Last time the contrast I was seeking to expose referred to the very different logic then being applied to Iran over its nuclear programme. Iran, who has been in negotiations intermittently since 2003, prior to the referral of the Iranian nuclear file to the Security Council in 2006, has been subject to some of the harshest multilateral and bilateral sanctions ever imposed. In 2013, following the election of President Rohani which was widely recognised as promising renewed diplomacy with a very different mandate for negotiating than had been the case under former President Ahmadinejad, the United States still refused to put significant sanctions relief on the table as a reward for re-starting negotiations. The Iranian case has, since then, made considerable progress although it remains very much an unfinished story.
My current concern returns to the discrepancy between actions applied to Israel in its fourth week of an escalating military campaign against Hamas in Gaza which is responsible for taking over 1000 Palestinian lives (to date) and injuring over 6000 more, and actions taken against Russia who is suspected of arming the pro-Russian separatists in Ukraine responsible for the downing of the Malaysian passenger airliner MH17 on 17 July.

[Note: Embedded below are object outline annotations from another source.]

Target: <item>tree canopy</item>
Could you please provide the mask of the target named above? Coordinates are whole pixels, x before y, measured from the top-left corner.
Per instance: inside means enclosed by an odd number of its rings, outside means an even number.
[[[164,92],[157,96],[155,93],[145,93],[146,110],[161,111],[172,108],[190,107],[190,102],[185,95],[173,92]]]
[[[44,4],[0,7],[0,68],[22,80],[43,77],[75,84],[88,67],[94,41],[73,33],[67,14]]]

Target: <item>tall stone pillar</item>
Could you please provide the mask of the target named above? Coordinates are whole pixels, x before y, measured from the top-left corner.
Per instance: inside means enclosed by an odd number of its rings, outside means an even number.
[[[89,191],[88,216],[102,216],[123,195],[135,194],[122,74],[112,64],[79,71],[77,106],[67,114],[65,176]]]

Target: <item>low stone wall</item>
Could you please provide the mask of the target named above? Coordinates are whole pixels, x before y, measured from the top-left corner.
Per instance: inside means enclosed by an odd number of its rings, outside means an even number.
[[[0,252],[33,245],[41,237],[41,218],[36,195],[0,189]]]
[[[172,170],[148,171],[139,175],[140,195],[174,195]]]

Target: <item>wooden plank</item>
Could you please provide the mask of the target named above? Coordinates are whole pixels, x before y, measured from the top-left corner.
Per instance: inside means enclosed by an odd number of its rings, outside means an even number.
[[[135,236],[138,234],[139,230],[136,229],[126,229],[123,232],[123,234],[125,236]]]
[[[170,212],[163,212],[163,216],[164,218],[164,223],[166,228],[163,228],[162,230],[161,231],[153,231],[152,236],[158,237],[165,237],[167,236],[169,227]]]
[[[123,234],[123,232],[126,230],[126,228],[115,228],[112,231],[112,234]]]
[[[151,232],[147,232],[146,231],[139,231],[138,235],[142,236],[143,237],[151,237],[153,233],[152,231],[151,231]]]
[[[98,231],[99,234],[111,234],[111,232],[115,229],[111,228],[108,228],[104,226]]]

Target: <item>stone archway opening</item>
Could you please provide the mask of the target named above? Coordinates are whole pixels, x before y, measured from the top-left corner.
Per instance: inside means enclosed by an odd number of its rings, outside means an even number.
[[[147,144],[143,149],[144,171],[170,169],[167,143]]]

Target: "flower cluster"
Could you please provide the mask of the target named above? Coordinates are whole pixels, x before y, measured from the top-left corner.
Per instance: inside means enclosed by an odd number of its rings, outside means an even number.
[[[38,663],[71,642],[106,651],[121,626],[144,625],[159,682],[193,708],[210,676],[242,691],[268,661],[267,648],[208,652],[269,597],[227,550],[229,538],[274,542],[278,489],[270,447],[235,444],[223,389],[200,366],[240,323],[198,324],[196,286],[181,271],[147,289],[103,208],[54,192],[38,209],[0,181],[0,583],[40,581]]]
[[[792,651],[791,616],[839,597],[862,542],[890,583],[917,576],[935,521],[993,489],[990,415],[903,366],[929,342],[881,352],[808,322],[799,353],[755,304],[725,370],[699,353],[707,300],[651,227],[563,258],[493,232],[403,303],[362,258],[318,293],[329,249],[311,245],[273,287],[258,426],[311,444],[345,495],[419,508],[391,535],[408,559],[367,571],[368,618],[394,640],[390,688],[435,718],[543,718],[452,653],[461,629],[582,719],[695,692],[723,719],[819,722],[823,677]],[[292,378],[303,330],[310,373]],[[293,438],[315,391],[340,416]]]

President Obama, along with the EU, has just announced the application of tougher targeted sanctions against Russia in a bid to condemn its role in the Ukrainian conflict.
The BBC’s Gavin Hewitt has written that,“Europe's leaders did not want to move to economic sanctions but they were moved by two considerations: the outrage at the way investigators have been blocked from access to the crash site of the downed plane and, secondly, the fact that Russia, since the incident, has been allowing heavy weapons across the border into Ukraine”. The argument is that although European countries have been reluctant to take such measures which may harm their own economic interests and will target Russia’s finance, energy, and defence sectors, they are doing so to ensure that the message that actions have consequences is made clear to President Putin.
The reverse side of this politically violent coin is that the United States voted against and a number of EU countries abstained from the resolution passed in the UN Human Rights Council in Geneva on 23 July to investigate Israel for potential war crimes. Despite the documented breaches of international law and international humanitarian law by Israel dating back many years, these countries sought to err on the side of restraint.
While it is true that the US has, for once, signed up to a UN Security Council statement which calls for an "immediate and unconditional humanitarian cease-fire”, this might still be considered a tactical step to prevent more strongly worded resolutions against Israel being proposed in the Security Council. As the US and the EU moved to sanction Russia one week after the tragic attack on the Malaysian airliner, they have failed to take the lead on the international stage to remove the umbrella of impunity under which Israel’s leaders continue to shelter as it relentlessly and disproportionately carries out attacks on Gaza which cannot, given the urban density of the Strip, avoid knowingly targeting civilians and civilian infrastructure such as homes, hospitals, Gaza’s only power plant, and UN-run schools where much of Gaza’s population have sought refuge.
There are many perspectives on the current violence taking place in Gaza and I am not seeking to address all of the arguments and rebuttals which might be made of this brief summary. Without condoning the actions of Hamas, what I am seeking to do is cast some light on the hypocrisy of states and their leaders as they fail to take actions which would bring an end to the utter devastation of Palestinian lives. While all states may be equal under the eyes of international law, this unequal application of sanctions serves to remind us once more that some may be more equal than others.